Из стороны в сторону
В нью-йоркском бюро русской редакции Радио "Свобода", когда оно ещё находилось по адресу Бродвей 1775, сразу за входной дверью второго этажа располагался зал с американским начальством. Из сотрудников-американцев по-русски говорил только Джин Сосин, но он бывал у нас редко. Директором бюро был чиновник по фамилии Крач. Не помню, за что он отвечал, но очень важничал.
Коллективная фотография сотрудников нью-йоркского бюро русской службы Радио "Свобода". Сидят: Эмма Тополь, Ольга Галкина, Берта Сковронская, Марина Ефимова, Сева Каплан. Стоят: Александр Сиротин, Евгений Рубин, Евгений Муслин, Александр Генис, Александр Журбин, Вадим Консон, Юрий Гендлер, Пётр Вайль, Соломон Волков, Владимир Морозов, Аркадий Львов, Борис Парамонов
Доступ к нему охраняла его секретарь Ирина Клионская. Другой кабинет занимал Арч Паддингтон.
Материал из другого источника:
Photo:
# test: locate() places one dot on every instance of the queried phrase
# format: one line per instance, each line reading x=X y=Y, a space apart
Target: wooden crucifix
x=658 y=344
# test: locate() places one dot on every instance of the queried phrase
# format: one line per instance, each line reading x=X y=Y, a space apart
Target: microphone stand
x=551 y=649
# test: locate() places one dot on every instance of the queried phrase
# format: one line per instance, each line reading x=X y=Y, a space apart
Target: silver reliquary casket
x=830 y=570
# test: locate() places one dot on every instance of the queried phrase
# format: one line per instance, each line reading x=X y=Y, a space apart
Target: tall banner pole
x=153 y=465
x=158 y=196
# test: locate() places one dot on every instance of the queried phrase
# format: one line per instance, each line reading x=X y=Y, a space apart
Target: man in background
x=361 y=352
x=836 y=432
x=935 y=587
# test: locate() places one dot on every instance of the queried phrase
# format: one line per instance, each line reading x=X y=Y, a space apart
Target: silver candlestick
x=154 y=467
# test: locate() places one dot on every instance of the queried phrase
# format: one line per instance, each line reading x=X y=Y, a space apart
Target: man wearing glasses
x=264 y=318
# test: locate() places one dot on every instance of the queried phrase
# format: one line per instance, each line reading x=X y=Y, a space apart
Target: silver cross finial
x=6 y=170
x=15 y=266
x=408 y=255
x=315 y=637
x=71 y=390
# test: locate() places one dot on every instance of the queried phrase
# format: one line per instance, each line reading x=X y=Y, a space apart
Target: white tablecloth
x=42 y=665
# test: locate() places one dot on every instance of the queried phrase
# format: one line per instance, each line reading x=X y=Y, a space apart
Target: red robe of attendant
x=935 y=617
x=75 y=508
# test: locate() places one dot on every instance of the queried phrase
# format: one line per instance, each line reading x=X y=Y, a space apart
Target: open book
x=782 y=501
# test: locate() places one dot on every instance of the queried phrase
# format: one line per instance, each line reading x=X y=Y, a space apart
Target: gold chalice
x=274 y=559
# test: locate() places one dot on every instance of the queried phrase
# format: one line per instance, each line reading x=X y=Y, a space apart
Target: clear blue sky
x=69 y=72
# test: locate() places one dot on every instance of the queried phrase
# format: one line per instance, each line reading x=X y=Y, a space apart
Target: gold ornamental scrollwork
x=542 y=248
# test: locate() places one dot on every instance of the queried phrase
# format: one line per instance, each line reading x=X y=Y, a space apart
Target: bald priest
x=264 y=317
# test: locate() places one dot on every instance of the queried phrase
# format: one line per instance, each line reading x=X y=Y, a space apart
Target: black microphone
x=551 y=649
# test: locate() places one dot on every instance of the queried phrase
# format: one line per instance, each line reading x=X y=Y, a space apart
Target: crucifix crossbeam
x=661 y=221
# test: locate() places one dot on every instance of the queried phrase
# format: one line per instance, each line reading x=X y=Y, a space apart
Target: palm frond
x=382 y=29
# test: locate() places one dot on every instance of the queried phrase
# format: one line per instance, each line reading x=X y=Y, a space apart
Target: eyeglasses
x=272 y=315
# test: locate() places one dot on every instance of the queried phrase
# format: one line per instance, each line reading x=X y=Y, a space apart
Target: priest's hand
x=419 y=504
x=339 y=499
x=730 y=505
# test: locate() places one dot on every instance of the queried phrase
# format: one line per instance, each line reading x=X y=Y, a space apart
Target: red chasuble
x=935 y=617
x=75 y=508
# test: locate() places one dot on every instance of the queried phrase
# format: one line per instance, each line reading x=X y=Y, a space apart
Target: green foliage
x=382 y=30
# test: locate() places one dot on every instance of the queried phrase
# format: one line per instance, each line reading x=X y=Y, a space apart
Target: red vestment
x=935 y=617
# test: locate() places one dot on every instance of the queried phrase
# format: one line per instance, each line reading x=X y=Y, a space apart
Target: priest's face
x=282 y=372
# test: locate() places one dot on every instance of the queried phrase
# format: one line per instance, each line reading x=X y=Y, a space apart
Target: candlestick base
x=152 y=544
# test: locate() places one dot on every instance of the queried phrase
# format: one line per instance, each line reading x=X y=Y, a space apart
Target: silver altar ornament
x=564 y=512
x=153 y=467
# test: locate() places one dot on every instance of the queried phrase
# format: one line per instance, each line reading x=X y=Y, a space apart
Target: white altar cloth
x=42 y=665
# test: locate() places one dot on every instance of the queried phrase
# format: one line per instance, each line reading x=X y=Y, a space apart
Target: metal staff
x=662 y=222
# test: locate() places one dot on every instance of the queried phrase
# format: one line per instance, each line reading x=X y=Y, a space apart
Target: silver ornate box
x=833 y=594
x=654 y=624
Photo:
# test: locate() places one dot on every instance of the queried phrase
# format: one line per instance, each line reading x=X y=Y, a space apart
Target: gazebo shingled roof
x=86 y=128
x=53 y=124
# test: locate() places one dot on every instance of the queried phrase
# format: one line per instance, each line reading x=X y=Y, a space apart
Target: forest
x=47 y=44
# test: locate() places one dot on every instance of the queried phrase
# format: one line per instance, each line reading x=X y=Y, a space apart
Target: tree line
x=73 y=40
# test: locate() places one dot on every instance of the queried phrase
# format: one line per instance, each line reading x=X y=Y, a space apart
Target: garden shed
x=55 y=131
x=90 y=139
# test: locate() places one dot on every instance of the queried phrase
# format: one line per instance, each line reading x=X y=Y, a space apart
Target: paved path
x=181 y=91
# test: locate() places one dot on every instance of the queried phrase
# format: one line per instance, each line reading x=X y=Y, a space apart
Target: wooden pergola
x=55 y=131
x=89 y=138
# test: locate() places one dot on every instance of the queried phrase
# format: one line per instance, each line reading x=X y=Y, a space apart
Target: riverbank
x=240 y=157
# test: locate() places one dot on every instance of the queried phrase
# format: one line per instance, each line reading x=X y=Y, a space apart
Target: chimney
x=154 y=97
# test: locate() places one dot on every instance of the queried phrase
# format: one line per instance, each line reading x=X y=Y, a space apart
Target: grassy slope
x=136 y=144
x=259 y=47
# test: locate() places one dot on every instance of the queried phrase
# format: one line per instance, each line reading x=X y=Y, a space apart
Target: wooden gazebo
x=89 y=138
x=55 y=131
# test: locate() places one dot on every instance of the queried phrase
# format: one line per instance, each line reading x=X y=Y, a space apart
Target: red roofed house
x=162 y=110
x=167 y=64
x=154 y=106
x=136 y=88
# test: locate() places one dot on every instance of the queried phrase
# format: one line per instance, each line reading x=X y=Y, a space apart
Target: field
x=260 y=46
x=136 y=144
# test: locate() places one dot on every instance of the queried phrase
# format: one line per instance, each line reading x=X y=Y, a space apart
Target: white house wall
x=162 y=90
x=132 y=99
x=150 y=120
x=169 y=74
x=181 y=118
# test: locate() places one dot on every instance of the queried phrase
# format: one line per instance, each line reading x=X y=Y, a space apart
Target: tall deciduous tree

Плохо видящий, с толстенными стёклами очков, достаточно известный в Америке политолог, исследователь, уникальных знаний человек, сидел, низко склонившись над газетой, журналом или над собственной рукописью.
Мы, новостники, часто просили его высказаться в передаче по поводу того или иного политического события. Паддингтон всегда был готов помочь. Пройдя мимо кабинета Крача, мы попадали в другой зал, где работали редакторы: раньше Шидловский и Сильницкая, затем Гендлер, Пётр Вайль, Муслин. И ещё секретари-машинистки Берта Сковронская, Ольга Галкина и Рая Вайль.
Позже Гендлер привлёк Раю к радиожурналистике, а Галкину сделал автором программ. К авторам репортажей, то есть ко мне, Морозову, Рае Вайль присоединилась неизвестно откуда появившаяся у нас красавица Надя Попова, которая вскоре была убита неведомо кем и за что. А Галкину взял менеджером в ресторан "Русский самовар" его владелец Роман Каплан. Я же проработал внештатным сотрудником Радио "Свобода" более 30 лет.
Пройдя зал редакторов и свернув направо, мы попадали в длинный коридор, вдоль которого были расположены студии. Параллельно этому коридору был другой, поделённый на офисные кубики, в которых сидели наши звукооператоры. Они ждали, когда их позовут в студию, чтобы записать штатного или внештатного автора, а потом подрезать и смонтировать магнитофонную плёнку, хранившуюся на огромных железных катушках-бобинах. Звукооператоры заслуживают отдельного рассказа.
Худенький, невысокий Вадим Консон во время обеденного перерыва, слегка ослабив на животе пояс, неторопливо хлебал какой-нибудь суп, купленный в ближайшем кафе, а закончив трапезу, напевал песенки типа "А деньги летят, наши деньги как птицы летят, и некогда нам повернуть их назад", или "Деньги вы мои, гуси-журавли, вы куда летите, братцы? Если б только вы, вы понять могли, как без денег трудно оставаться!"
В кубике рядом сидела Людмила Фиготина в окружении фотографий любимых мужчин - Элвиса Пресли и Муслима Магомаева. В следующем кубике - Дима Истратов: невероятно спокойный, немногословный, отлично знающий своё дело, но пьющий. Впрочем, я не помню, чтобы его пристрастие к алкоголю отражалось на работе.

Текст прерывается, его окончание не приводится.